After all the episodes of Masterchef and endless evenings spent reading cookery books like they were fiction, I firmly believe that the yummiest foods are the ones that are the easiest to make or have the fewest ingredients...well that may not apply to desserts but it does to most main courses. Today dad asked for a particular meal and he rarely asks, so I had to do this one! He wanted mutton korma with naans! Both are super easy actually! The korma is a delicate dish in the sense that too much of any one ingredient can make it over the top and for me personally the objective is to get the mutton’s sweetness out ... I have made the korma with only mutton fat (charbi) and it was devastatingly good, as in – one couldn’t stop!!! The key factor with a meat like mutton lies in the fact that it is an older animal versus lamb, so it needs a little more treatment and a little less attention. Seriously, leave the curry be! I stir mutton curries twice, maybe thrice and that’s in a span of around 40 minutes, this meat cooks best covered, lightly moistened and undisturbed. I am yet to pressure cook mutton, I do give it one whistle to make the meat open up a bit but that’s only if I am doing meaty raan pieces, if it’s a ‘chaamp’ (chops) curry like this one, then I don’t bother at all. It’s a masala fest all the way!

The naans are not the real thing because I don’t have a ‘tandoor’ but they are pretty close, I feel the oven dries flatbreads really quickly and if you overdo oil/butter them, they’re way heavier than they need to be. So the Tava is the best way to go, you can use a skillet for grill lines but I sometimes feels the Naan cooks unevenly inside on a grill pan surface.

This is a total winter meal for us. We make a salad with slivered red onion, lime juice, smoked paprika and salt ...make it ahead of the meal, the onions gets all tender and yum!

½ kg mutton ribs (chaamp) marinated in 2 tbsp yoghurt and 1 tbsp cream if you have any, along with 1 tsp paprika.
4 large red onions, minced
8-10 garlic pods, crushed
2” ginger piece, crushed
5 cloves
2 black cardamoms
4 green cardamoms
1” stick of cinnamon
5 dry red chillies
4 heaped tbsp of ghee, yes all of that!
1 tbsp cumin powder
1 tbsp coriander powder
2 tbsp red chilli powder or paprika, I use Deggi mirch, the fine seedless one, and yes that’s the way this curry rolls!
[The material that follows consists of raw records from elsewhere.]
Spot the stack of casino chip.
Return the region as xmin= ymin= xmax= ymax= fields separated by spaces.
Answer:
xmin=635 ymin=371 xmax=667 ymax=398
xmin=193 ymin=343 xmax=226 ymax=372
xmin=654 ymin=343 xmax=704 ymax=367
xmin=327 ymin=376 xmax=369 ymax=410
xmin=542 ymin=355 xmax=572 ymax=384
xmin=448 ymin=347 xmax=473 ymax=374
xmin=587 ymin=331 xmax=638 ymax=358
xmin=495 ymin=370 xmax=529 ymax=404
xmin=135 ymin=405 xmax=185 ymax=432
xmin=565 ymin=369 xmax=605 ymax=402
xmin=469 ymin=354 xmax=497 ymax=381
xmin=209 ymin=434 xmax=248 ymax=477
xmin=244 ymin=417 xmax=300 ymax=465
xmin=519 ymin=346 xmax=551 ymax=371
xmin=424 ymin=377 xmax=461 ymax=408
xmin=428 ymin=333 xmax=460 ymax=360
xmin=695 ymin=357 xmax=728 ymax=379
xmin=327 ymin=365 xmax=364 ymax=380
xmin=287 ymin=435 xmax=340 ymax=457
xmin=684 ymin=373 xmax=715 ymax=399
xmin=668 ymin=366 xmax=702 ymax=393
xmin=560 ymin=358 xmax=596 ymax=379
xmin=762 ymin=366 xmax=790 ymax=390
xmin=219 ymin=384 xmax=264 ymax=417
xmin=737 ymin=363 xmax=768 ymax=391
If you pureed the onions with water, then dry off the onion paste in a hot pressure cooker. I use a pressure cooker not to pressure cook the meat but because it is one of my few heavy bottom pans, if I am short on time, I do give a quick whistle to finish the dish off ...thus this choice of vessel! Heat the ghee in a small separate pan, lightly fry all the whole spices in the hot ghee, pour over the onion paste, add all the garlic/ginger and fry for 5-6 minutes or till the masala gets some colour. I don’t usually brown this paste because I like to retain the onion sweetness in the final form. Plop in the chops, turn up the heat and fry on high flame for about 2-4 minutes, till each chop gets a cooked colour, a pale pink/grey. Put the flame on low, cover and cook for 5 minutes. Then add the dry masalas and salt, I don’t like to mess with cooking mutton in terms of handling but I like to add all the flavours in batches so there is a reinforcement of flavour every once in a while. This is basic braising, it takes time and I don’t want these chops drying up. Then I kind of leave these untouched for around 30 minutes, stir once to make sure they don’t dry up, you can sprinkle water if they do. That’s it, they’re done. Serve with a dollop of fresh cream or hung curds. If this is not spicy enough for you, do what I do for orders, serve with an added dollop of chipotle paste or on the side.

Chipotle chillies are very complementary to Indian meats, especially ones where you don’t use tomatoes or any other tangy agent. Try it!